The big question in the human part of the Affective Tigger project is: could an emotionally reactive toy augment emotional development? The scope of this study did not permit observation of the children over multiple play sessions, but it begins to scratch the surface. What we know from previous work is that, a child with a well developed sense of `other', who exhibits emotional restraint and demonstrates empathy, can be said to have a well developed emotional intelligence. These three criterion are evaluated for each child in the child-trials, to assess the age at which each developmental step occurs.
This study corroborates existing evidence that children develop a sense of `other' during the third year of life (see Appendix D, table D.1). Two out of the three three-year-olds did not have a well developed sense of other, as opposed to all of the older children who distinctly did understand the concept of `other'. Additionally, none of the younger children had an understanding of the existence of `other'. The demonstration of a sense of `other' could include sharing, or other signs that the child is no longer egocentric. More children need to be evaluated to produce definitive results, however, it can be suggested from this data that the sense of `other' develops very early in the third year for an average child.
The demonstration of emotional restraint is the one factor that a child does not `fake'. It is our most accessible means for assessing emotional development. This research helps to confirm the development of emotional restraint during the beginning of the fourth year. The data (see Appendix D, table D.1) supports a correlation between emotional restraint and age (see figure 5-3). Two of the five four-year-olds failed to demonstrate emotional restraint. It is interesting to note that these two children exhibited a high degree of emotional intelligence despite their seeming lack of emotional restraint (see figure 5-3). This signals the age of transition at which the child is on the verge of acquiring emotional restraint. The premature demonstration of emotional intelligence may be yet another instance of mimicry, where the child `fakes' the behavior before she internalizes it.

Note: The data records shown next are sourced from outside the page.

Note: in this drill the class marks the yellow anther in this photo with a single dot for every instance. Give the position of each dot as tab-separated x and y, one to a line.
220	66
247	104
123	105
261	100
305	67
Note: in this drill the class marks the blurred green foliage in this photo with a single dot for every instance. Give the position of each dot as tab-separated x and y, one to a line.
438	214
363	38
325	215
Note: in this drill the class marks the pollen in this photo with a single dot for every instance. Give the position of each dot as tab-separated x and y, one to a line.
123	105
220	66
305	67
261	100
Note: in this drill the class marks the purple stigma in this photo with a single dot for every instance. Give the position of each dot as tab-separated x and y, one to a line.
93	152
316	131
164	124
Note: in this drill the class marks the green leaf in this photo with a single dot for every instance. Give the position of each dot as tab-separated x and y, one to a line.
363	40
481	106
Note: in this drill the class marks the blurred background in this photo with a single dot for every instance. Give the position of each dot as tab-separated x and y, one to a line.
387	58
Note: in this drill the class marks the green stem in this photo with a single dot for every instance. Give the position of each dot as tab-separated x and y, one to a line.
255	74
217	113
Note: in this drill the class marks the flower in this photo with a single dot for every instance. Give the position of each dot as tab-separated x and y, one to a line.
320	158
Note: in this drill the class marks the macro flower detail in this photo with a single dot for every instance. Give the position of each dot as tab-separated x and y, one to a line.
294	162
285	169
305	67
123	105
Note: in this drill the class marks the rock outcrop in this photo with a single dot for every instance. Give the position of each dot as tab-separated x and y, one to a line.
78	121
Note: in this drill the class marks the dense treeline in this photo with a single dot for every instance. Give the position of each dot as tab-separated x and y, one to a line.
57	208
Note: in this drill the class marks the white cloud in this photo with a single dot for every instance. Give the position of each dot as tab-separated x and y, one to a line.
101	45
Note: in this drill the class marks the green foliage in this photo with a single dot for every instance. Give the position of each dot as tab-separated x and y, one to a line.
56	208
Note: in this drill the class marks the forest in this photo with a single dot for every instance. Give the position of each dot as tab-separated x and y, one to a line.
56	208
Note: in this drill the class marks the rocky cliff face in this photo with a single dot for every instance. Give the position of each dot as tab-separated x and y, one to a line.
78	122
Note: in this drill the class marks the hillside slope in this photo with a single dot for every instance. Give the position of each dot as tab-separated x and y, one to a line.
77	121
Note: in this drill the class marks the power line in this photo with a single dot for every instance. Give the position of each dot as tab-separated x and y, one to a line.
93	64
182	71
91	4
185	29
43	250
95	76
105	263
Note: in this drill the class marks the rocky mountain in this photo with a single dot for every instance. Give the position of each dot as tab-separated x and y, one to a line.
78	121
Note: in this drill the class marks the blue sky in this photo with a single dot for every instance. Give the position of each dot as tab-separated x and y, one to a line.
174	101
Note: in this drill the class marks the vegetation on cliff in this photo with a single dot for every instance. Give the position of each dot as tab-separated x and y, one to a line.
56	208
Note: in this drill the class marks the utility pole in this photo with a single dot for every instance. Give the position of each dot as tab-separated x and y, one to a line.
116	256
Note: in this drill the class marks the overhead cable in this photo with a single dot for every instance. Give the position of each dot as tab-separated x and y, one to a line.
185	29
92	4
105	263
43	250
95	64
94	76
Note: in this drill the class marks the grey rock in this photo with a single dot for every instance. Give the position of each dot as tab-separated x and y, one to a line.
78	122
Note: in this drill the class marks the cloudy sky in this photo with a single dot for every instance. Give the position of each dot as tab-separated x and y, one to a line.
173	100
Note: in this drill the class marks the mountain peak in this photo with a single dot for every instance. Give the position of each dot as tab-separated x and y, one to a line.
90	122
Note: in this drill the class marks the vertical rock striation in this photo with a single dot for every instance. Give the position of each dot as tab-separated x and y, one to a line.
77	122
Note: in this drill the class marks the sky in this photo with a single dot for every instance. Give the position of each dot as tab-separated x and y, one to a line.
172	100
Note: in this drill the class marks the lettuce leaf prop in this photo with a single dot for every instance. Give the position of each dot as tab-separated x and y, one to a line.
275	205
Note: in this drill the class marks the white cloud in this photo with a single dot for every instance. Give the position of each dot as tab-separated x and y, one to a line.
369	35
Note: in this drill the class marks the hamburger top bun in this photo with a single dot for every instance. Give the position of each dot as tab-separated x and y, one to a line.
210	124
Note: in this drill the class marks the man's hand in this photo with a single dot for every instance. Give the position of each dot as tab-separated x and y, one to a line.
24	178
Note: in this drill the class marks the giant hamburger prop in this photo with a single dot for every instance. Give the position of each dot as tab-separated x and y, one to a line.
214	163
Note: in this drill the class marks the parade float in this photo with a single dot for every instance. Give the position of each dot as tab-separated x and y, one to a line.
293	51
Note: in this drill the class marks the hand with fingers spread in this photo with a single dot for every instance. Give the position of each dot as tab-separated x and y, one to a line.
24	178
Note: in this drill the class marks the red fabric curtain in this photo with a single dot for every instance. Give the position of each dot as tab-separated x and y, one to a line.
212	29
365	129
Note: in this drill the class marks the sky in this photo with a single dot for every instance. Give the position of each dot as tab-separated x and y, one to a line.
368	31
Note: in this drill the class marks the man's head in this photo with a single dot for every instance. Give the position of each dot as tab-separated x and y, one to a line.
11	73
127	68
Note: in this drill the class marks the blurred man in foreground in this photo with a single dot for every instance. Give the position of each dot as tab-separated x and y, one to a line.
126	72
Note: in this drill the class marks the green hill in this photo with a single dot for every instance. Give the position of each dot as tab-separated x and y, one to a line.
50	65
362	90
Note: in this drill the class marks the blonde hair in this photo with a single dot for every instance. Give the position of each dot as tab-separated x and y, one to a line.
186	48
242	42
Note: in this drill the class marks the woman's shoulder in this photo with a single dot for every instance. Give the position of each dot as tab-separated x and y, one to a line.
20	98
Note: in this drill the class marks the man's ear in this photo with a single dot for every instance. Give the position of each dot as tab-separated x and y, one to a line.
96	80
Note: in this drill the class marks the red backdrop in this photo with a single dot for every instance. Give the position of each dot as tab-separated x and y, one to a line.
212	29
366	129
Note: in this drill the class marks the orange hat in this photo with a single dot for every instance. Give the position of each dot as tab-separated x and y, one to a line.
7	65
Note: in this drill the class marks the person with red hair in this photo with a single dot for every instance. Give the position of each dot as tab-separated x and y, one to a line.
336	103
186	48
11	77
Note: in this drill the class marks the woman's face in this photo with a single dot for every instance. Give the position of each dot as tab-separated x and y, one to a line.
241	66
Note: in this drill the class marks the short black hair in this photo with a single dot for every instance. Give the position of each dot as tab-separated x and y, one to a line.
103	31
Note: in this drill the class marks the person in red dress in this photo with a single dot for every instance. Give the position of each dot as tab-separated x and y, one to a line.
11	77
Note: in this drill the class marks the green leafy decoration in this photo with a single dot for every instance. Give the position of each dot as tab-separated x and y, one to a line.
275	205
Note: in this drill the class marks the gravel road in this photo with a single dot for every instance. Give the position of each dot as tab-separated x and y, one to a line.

The second cue to the level of emotional development of a child is the demonstration of empathy. Demonstrating empathy means the child understands what to do to make the Affective Tigger `happy' or `unhappy'. As mentioned previously, this does not require the child to understand the causal relationship between her actions and his responses. The hypothesis was that a child who comforts the Affective Tigger is displaying the highest form of emotional intelligence. Surprisingly enough, the data collected on empathy (see Appendix D, table D.1) did not correlate well with anything (see figure 5-4. Perhaps the paradigm of displaying empathy to a stuffed animal is not correct for this age group.
This study also suggests that shyness may not be a hindrance to the emotional developmental process. The only thing shyness correlated with was emotional restraint (see Appendix D, table D.1). Of course a child who is shy will exhibit few emotional outbursts. More importantly, the lack of correlation in other areas is what suggests that shyness has little to no adverse impact on the emotional development of a child.